A la Section II de ce Protocole intitulée « Des élections », l’article 2.1 dispose : « Aucune réforme substantielle de la loi électorale ne doit intervenir dans les six (6) mois précédant les élections, sans le consentement d’une large majorité des acteurs politiques… ».

Au regard de cette obligation internationale du Mali, la programmation du scrutin communal pour le 20 novembre 2016 alors qu’une procédure de relecture de la loi électorale est actuellement en cours, interpelle quant au risque potentiel de non-respect par le gouvernement de sa responsabilité internationale en vertu du traité de la CEDEAO.

LE GOUVERNEMENT SOUS LE COUP DU DELAI D’EXCLUSION DE TOUTES OPERATIONS ELECTORALES

Il se trouve qu’une procédure de révision de la loi électorale avec notamment des modifications relatives aux élections communales est en cours depuis le 15 juin 2016 alors que le scrutin pour ces mêmes élections est convoqué pour le 20 novembre 2016.

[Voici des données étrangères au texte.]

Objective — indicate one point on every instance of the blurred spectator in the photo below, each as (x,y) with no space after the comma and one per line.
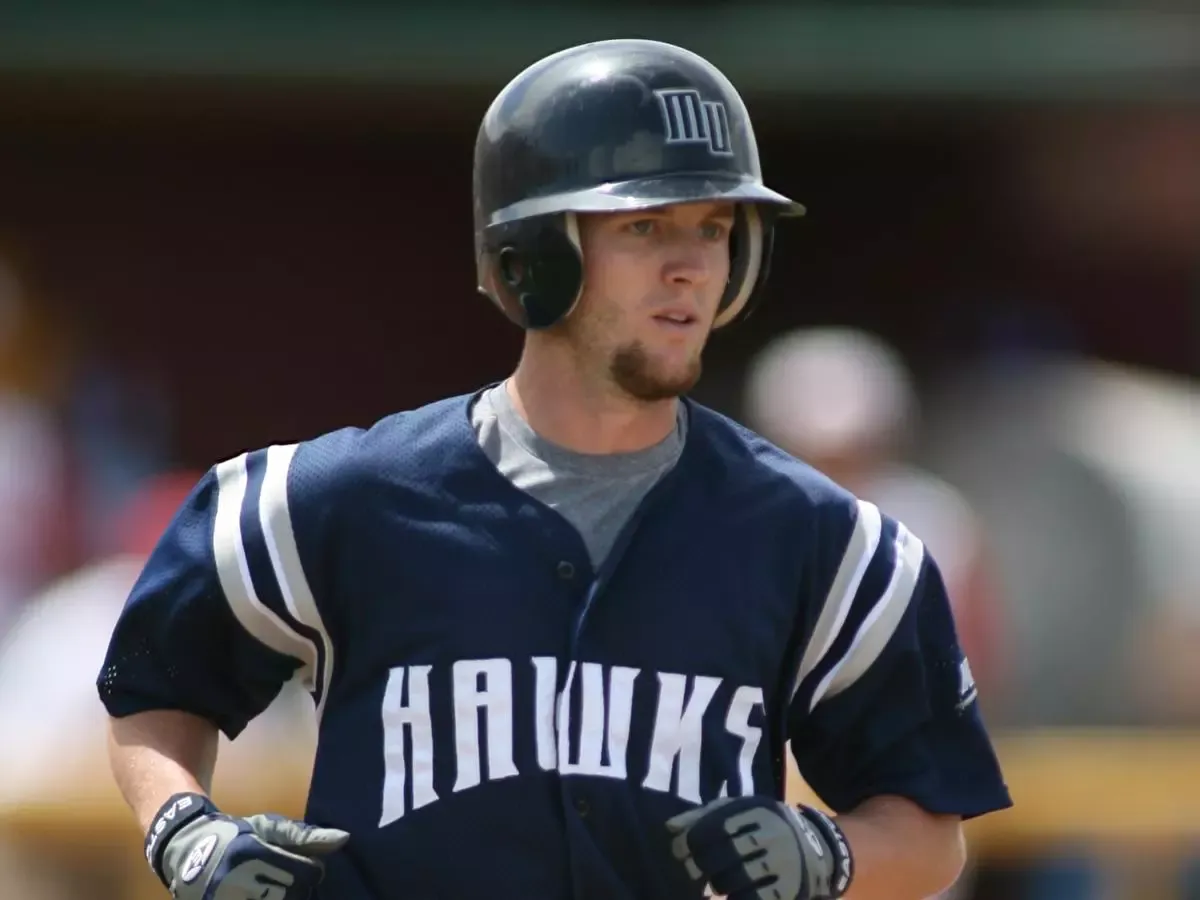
(843,401)
(34,525)
(48,667)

Sans conteste, le gouvernement est sous le coup de l’interdiction générale de principe par le Protocole, d’organiser des élections dans le délai des six (6) mois précédant tout scrutin. L’article 2.1 impose aux Etat membres de la CEDEAO dont le Mali, des restrictions en matière de tenue d’élections dans ce délai minimum de six (6) mois. En quelque sorte, ce délai de six (6) mois précédant les élections, assimilable à une sorte de « zone d’exclusion électorale », est considéré par la CEDEAO comme une période dans laquelle les effets des manipulations des règles du jeu électoral peuvent entacher la crédibilité des scrutins. D’où des restrictions par rapport à la relecture de la loi électorale.

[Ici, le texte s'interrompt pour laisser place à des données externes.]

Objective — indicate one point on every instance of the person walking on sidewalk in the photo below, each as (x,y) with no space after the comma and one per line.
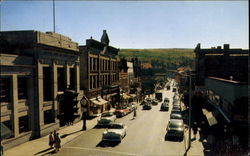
(195,129)
(51,140)
(57,142)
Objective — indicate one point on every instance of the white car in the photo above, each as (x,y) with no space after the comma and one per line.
(106,119)
(115,133)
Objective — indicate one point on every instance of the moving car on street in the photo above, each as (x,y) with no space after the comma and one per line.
(115,133)
(147,106)
(121,111)
(175,116)
(175,129)
(164,106)
(106,119)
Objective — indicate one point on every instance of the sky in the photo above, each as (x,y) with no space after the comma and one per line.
(135,24)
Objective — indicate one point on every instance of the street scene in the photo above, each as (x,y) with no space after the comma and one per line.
(125,78)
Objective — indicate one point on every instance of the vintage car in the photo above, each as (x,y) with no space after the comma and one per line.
(175,116)
(154,102)
(116,132)
(175,129)
(164,106)
(147,106)
(106,119)
(122,111)
(132,106)
(166,99)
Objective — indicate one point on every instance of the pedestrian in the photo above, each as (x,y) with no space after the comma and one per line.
(51,140)
(134,113)
(195,129)
(57,142)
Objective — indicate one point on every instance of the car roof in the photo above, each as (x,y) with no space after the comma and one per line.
(175,121)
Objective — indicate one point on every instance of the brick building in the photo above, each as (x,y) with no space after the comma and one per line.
(36,67)
(99,74)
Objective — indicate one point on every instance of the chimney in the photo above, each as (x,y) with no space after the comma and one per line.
(226,46)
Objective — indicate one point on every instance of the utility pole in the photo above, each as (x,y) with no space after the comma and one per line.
(190,96)
(54,17)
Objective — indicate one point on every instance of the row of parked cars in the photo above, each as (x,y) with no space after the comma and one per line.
(148,103)
(175,127)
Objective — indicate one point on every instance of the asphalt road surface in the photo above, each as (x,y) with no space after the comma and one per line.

Même en ne prenant en compte que le 15 juin 2016, date d’adoption du projet de loi électorale en Conseil des ministres, le gouvernement ne s’en sort pas, car de cette date au 20 novembre 2016 prévu pour le scrutin communal, nous sommes déjà à cinq (5) mois, donc en deçà du délai minimum imposé par le Protocole de la CEDEAO.

Les incertitudes quant à la date exacte d’adoption par l’Assemblée nationale dudit projet de loi électorale fragilisent encore davantage le gouvernement, dans la mesure où celle-ci pourrait très probablement intervenir à seulement à deux (2) ou au plus trois (3) mois du scrutin programmé pour le 20 novembre 2016, c’est-à-dire dans le mépris total du délai de la CEDEAO.

Qu’à cela ne tienne ! Il est vrai que malgré tout, la violation de l’article 2.1 du Protocole ne pourrait pas, à ce stade, être considérée comme consommée. Il faudrait, pour ce faire, que deux conditions supplémentaires soient réunies. En effet, l’article 2.1 prohibant toute « réforme substantielle » de la loi électorale « sans le consentement d’une large majorité des acteurs politiques », on peut en déduire a contrariori, qu’à moins de six (6) mois d’une échéance électorale, pourrait intervenir sans le consentement d’une large majorité des acteurs politiques une reforme non substantielle de la loi électorale.

D’où les interrogations suivantes :

S’agit-il ou non d’une « réforme substantielle » de la loi électorale ?

Le consentement d’une large majorité des acteurs politiques est-il acquis ?

LES MODIFICATIONS PROPOSEES SONT SUBSTANTIELLES

 Le projet de loi électorale actuellement au niveau de l’Assemblée nationale peut-il être considéré comme porteur de « réformes substantielles », donc tombant sous le coup de l’article 2.1 du Protocole ?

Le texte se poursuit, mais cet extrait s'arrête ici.